NP-Completeness

An NP-complete problem is one of the hardest problems in the class NP, in a precise technical sense: every other problem in NP can be transformed into it efficiently, so a fast algorithm for one NP-complete problem would immediately give a fast algorithm for all of them. This makes the NP-complete problems a single linked fate - they all stand or fall together on the P vs NP question.

The concept comes from Stephen Cook’s 1971 paper “The Complexity of Theorem-Proving Procedures.” Cook showed that any problem recognizable by a polynomial-time-bounded nondeterministic Turing machine can be reduced to the problem of deciding whether a propositional formula is satisfiable. That made satisfiability (SAT) the first problem proved to be NP-complete - the result now known as the Cook-Levin theorem, since Leonid Levin reached a similar conclusion independently.

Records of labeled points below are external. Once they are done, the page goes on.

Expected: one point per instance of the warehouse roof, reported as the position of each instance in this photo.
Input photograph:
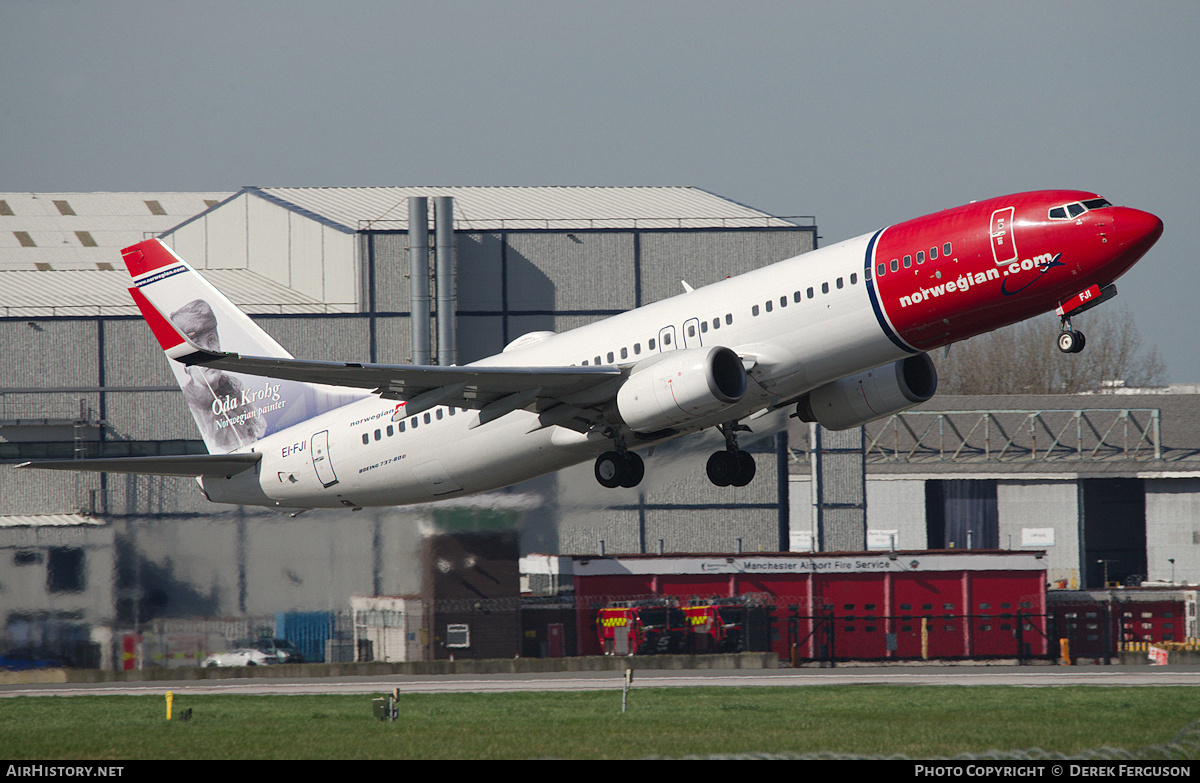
(54, 232)
(1128, 432)
(478, 208)
(60, 252)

The Stanford Encyclopedia of Philosophy explains the practical weight of this idea: a great many natural and useful computational problems turn out to be NP-complete, and none of them is known to have any algorithm faster than exponential time. Because they are all interreducible, finding one efficient algorithm would collapse the whole class to easy.

Shortly after Cook’s paper, Richard Karp showed that twenty-one well-known combinatorial problems are also NP-complete, demonstrating that NP-completeness was not a curiosity confined to logic but a pervasive feature of practical computation. Today thousands of problems across scheduling, routing, and optimization are known to be NP-complete.